The book defines the middle class as those earning between ₹5 lakh and ₹1 crore based on income tax filings. There are 40 million such people, and the book contends that they form the backbone of the consumption-led growth that supports the employment and livelihoods of 200 million people through its forward linkages. Any disturbance to their fortunes, therefore, affects the fortunes of the rest.
There are two broad lines of enquiry: The primary causes (inflation, demonetisation, overvalued currency, and so on) that have caused the drop in fortunes of the middle class; and how this shrinking fortune manifests itself (higher debt, higher unemployment, low female worker participation) and gets transmitted to the rest of the economy. The book is mostly about the latter.
Recent trends in technology-led automation have eliminated a vast swathe of jobs at the lower levels, such as in BPO and clerical and repetitive jobs. While jobs are vanishing, India’s universities are disgorging eight million graduates a year, leading to unemployment among graduates being the highest for any class at 29 per cent. A third of the world-famous IIT graduates failed to get jobs in the latest round, even as the average offer has shrunk from ₹6 lakh to ₹4 lakh.
The impact of AI is all-pervading. While it has started replacing jobs that require cognitive skills, it has not left even highly human-intensive security jobs, the second-largest after construction, as an employment avenue for 1.2 million jobs. Sensors, cameras, bots, and centralised control are taking over these jobs. The job of 60,000 security guards employed for monitoring 30,000 ATMs is now being done by 100 agents from a single location. The middle-class dream and an economy superimposed on it are beginning to wilt.
All things considered, the book is more descriptive than analytical. Nevertheless, some facts recounted in the book ring alarm bells. Nearly 45 per cent of all retail borrowers are subprime; India’s outstanding personal debt for non-housing loans is higher than even that of the US and China. More loans are now financing consumption, such as travel and smartphones, but the loans taken for financing housing, automobiles, and gold are shrinking. The Asset Quality Review in 2015 has forced banks to shy away from corporate loans to chase personal loans. Between 2019 and 2024, income tax collections grew by a staggering 16 per cent CAGR, crippling consumption growth at a time when neither jobs nor the real income of the middle class grew significantly. All this has pushed the middle class into heavy debt, and nearly 40 per cent of their earnings now go towards servicing borrowings, deeply impacting consumption.
The authors rightly contend that the middle class, which contributes 53 per cent of income tax and 30 per cent of goods and services tax and creates the bulk of the downstream jobs for the unorganised sector, receives scant time or attention in policymaking. The group does not assert itself in the electoral process in line with its important contribution. The government has woken up a bit late with its income tax cuts in 2024 and supplemented it with selective GST cuts in September 2025, which led to some healthy offtake during the festival season. It has done well to curb online gaming, and a similar ban on F&O (futures and options) trading would greatly help the middle class regain its consumption momentum. It is shocking to learn that the losses of retail investors in F&O trading between 2022 and 2025 amount to ₹3 trillion, with the gains accruing to brokers, institutional investors and the market regulator.

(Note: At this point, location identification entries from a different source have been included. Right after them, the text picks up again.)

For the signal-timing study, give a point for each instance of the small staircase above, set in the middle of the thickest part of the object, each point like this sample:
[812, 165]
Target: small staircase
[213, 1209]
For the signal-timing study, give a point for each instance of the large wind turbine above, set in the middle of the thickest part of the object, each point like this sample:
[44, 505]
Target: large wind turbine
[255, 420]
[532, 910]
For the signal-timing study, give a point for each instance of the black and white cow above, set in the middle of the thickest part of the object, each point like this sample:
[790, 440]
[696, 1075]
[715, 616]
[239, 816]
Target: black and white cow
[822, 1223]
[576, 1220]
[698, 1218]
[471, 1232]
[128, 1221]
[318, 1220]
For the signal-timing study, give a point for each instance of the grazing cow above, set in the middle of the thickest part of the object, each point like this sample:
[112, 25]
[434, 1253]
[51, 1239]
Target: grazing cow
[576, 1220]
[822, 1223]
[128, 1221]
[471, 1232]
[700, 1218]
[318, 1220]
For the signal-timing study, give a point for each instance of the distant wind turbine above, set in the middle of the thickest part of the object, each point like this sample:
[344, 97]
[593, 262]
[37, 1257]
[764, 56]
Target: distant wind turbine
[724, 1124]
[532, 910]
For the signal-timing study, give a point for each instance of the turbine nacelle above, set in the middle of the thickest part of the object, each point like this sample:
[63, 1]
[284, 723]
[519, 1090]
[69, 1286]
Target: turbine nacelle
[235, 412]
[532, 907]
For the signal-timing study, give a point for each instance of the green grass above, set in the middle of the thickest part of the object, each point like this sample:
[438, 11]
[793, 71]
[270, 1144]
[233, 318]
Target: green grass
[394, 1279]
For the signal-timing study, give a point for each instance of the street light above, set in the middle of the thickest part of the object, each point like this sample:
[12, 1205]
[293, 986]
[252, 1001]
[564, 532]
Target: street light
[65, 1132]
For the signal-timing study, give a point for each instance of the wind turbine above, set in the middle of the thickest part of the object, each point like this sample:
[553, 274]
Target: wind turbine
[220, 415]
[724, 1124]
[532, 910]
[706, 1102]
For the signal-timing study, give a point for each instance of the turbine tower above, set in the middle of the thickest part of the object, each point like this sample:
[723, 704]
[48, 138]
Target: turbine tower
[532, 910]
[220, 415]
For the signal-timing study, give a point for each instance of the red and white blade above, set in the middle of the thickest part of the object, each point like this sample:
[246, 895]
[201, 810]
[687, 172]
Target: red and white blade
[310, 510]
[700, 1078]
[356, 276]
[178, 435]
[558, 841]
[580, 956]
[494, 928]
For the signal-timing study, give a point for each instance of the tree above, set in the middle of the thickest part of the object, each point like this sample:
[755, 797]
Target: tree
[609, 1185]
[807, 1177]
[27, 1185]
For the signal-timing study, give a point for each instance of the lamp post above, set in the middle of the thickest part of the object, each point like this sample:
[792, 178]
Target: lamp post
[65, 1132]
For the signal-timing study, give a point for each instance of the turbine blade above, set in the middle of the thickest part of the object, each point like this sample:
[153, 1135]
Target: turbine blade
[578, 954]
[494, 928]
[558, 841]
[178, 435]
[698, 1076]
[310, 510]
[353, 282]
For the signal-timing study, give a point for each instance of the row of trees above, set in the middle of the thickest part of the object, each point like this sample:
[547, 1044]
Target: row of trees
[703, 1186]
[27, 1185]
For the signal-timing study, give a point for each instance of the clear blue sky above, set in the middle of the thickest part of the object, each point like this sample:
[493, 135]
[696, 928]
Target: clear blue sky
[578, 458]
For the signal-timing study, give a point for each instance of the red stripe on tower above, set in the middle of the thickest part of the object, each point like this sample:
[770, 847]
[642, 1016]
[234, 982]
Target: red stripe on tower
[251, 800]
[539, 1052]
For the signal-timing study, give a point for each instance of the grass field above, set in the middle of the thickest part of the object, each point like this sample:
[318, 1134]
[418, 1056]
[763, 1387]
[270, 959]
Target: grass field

The authors are optimistic about the future. They expect growing entrepreneurship to make up for job deficits but rightly point out the multiple risks. High risk and low returns, heavy costs, time delays, and risks in procuring land (nearly one-fifth of murders in India are land-dispute related), high costs of working capital and its lack of availability for entrepreneurial firms, and an education system that trains people to seek jobs rather than create them differentiate India from Bangladesh and Vietnam, with whom India has to compete. The authors’ hope that artificial intelligence will create 100 million jobs in bot-training, data validation, blockchain, and YouTube channels in the next three to five years, which seems far-fetched.
The authors could have been more careful in their definitions in some places. The illustrative calculation shown for the poor savings of a middle-class family with an income of ₹50 lakh at ₹5 lakh, nets off ₹22 lakh EMIs for asset (home loans and car) acquisitions as expenditure. These EMIs are post-investment savings. There is a mix-up between cash flow and savings.
Throughout the book, there is confusion between families and individuals. The unit of account in tax filing or employment multiplier is the job or individual—not the family. Hence, to say that the earnings of 40 million middle-class families (tax filers) support the livelihood of 200 million families based on a multiplier of 2.5 stretches both arithmetic and concept.